The protein-protein-interaction (PPI) networks and topological analysis
The PPI networks were conducted to identify the uppermost target via RPackage, indicating that IL6 was the highest degree value (DV) among 40 targets. The 9 (ADH1B, CA3, SLC22A2, HSD11B2, OXER1, GSTK1, ENPP2, PAM, and SLC22A6) out of final 40 targets were removed due to no correlations each other, consisting of 31 nodes and 74 edges (Figure 4). In topological analysis, we performed analysis of degree centrality (DC) and betweenness centrality (BC) to identify an important target. The topological-based analysis was revealed that the IL6 was the highest DC (10) and BC (1) among 31 targets (Table 3). Thus, we considered the IL6 as a core target.
A hub pathway of AC against obesity
The Kyoto Encyclopedia of Genes and Genomes (KEGG) pathway analysis suggested that a total of 40 targets were associated with 2 pathways: (1) PPAR signaling pathway, (2) Insulin resistance against obesity. Based on the PPI network and topological analysis, we identified a hub pathway (Insulin resistance) correlated with IL6, in contrast, PPAR signaling pathway was no associated with IL6. The targets of the two pathways were exhibited in Table 4. In addition, a bubble graph indicated that insulin resistance is inactivated by DLCs of AC to alleviate obesity, due to lower rich factor than PPAR signaling pathway (Figure 5).
The analysis of pathways-targets-compounds (PTC) networks
A pathway-target-compound (PTC) network was constructed in Figure 6. The integrated network consisted of 30 nodes 61 edges. The nodes indicate a total number of each element: pathways, targets, and compounds. The edges stand for the associations of the three elements. The PTC network suggested that the 2 pathways, 7 targets, and 21 compounds are the significant factors to dampen obesity.
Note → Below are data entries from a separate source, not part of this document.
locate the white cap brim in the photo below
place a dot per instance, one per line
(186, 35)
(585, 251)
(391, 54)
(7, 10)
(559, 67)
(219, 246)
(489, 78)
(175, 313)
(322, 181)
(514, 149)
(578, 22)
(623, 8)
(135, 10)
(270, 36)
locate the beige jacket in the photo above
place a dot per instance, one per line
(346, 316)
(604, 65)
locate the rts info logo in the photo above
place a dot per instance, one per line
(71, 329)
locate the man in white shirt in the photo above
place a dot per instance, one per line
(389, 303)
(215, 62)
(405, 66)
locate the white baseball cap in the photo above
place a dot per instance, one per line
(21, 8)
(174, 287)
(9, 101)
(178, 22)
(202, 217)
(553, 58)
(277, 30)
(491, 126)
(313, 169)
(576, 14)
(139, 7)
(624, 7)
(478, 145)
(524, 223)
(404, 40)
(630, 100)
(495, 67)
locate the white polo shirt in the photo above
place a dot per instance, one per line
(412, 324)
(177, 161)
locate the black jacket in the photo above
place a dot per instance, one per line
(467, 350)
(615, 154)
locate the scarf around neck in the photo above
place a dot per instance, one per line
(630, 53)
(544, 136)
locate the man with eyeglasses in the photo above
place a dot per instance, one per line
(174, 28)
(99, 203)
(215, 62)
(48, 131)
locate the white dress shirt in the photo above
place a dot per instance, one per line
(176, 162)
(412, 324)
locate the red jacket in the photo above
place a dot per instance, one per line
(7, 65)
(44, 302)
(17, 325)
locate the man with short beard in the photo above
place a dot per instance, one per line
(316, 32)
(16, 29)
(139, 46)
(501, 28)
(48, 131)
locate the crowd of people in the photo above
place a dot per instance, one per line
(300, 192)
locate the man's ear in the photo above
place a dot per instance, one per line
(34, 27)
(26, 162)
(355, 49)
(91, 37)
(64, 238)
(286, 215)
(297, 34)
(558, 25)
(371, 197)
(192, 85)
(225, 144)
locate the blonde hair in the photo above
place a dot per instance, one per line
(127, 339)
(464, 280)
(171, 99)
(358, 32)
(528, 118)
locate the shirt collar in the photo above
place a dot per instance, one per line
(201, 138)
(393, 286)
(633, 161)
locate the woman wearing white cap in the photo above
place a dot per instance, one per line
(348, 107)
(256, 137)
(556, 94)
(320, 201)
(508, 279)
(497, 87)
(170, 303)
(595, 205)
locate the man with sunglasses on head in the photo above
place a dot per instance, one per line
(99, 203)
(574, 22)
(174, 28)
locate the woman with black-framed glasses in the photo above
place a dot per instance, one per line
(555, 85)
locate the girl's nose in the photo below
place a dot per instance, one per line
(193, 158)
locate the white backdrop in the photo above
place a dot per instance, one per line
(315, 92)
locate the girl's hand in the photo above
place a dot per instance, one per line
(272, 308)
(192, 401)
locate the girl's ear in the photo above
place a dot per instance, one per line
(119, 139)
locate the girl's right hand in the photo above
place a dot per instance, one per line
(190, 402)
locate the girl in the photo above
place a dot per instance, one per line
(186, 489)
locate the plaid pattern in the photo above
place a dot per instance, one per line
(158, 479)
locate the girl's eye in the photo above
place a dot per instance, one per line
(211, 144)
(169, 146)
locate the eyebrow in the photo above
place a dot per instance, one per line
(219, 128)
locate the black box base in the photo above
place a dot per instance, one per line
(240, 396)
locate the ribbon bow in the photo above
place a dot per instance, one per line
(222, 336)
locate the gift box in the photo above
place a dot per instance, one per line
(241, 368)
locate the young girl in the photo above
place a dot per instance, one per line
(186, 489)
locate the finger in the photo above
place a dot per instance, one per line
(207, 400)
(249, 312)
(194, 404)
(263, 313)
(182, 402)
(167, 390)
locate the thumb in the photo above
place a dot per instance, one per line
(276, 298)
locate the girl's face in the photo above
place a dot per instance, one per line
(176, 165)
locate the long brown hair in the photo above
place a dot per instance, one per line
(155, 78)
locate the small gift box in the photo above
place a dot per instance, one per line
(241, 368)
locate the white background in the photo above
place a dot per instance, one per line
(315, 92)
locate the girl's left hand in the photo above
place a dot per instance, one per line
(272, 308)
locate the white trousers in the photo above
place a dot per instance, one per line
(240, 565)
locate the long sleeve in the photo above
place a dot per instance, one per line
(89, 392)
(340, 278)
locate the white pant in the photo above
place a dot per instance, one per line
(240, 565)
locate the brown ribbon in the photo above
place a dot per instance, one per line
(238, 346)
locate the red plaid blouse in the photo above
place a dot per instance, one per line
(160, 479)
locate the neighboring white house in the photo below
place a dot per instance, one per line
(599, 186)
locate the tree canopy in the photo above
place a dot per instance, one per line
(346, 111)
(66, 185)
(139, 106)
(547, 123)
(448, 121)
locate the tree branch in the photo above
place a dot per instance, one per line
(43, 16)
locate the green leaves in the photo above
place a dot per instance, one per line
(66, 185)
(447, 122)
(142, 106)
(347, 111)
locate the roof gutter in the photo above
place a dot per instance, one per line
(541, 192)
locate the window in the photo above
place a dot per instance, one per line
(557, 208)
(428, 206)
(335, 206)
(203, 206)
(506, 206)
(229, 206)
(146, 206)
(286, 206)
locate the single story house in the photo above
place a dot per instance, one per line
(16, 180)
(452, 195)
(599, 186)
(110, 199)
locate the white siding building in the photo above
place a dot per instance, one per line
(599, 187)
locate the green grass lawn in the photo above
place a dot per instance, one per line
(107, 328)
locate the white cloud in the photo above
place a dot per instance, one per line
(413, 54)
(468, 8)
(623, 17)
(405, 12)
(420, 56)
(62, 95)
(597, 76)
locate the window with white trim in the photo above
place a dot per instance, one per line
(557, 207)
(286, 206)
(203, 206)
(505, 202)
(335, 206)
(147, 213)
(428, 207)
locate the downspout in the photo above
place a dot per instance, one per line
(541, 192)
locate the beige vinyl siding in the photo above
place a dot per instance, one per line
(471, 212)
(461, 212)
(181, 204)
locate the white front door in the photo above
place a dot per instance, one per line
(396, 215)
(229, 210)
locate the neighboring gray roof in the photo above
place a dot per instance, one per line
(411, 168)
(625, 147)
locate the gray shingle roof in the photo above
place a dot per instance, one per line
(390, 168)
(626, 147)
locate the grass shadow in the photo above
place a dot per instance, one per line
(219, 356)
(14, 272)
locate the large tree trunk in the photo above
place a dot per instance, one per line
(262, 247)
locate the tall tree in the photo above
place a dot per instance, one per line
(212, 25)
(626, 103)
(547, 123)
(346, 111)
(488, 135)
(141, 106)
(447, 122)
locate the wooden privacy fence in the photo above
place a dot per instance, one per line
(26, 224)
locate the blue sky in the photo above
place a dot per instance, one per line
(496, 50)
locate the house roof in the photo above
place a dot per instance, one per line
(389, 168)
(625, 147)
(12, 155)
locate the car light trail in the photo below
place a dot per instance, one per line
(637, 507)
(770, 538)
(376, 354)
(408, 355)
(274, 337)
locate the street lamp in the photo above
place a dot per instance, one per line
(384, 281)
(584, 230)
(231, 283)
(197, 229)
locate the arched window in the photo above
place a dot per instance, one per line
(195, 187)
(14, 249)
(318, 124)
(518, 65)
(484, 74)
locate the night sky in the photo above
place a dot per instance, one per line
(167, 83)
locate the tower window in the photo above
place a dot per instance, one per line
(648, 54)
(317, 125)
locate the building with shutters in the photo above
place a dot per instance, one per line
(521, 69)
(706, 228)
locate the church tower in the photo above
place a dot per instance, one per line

The molecular docking test (MDT) on a key target
The MDT was unveiled that IL6 (PDB ID: 4NI9) was related to 3 compounds out of DLCs from AC: (1) Andrographolide (PubChem ID: 5318517), (2) Deoxy-d-mannoic lactone (PubChem ID: 541561), and (3) Linoleic acid (PubChem ID: 5280450).
It was observed that Andrographolide (PubChem ID: 5318517) can dock as the most stable complex on IL6 (PDB ID: 4NI9), with -8.1 kcal/mol. Next, the binding energy of Deoxy-d-mannoic lactone (PubChem ID: 541561) was -6.3 kcal/mol with valid affinity (<-6.0 kcal/mol) [17]. Lastly, the affinity of Linoleic acid (PubChem ID: 5280450) was -5.0 kcal/mol with invalid binding energy. Noticeably, Andrographolide (PubChem ID: 5318517) can be considered as a potential IL6 inhibitor, compared with known 7 positive controls in aspects of binding energy (Figure 7), (Table 5).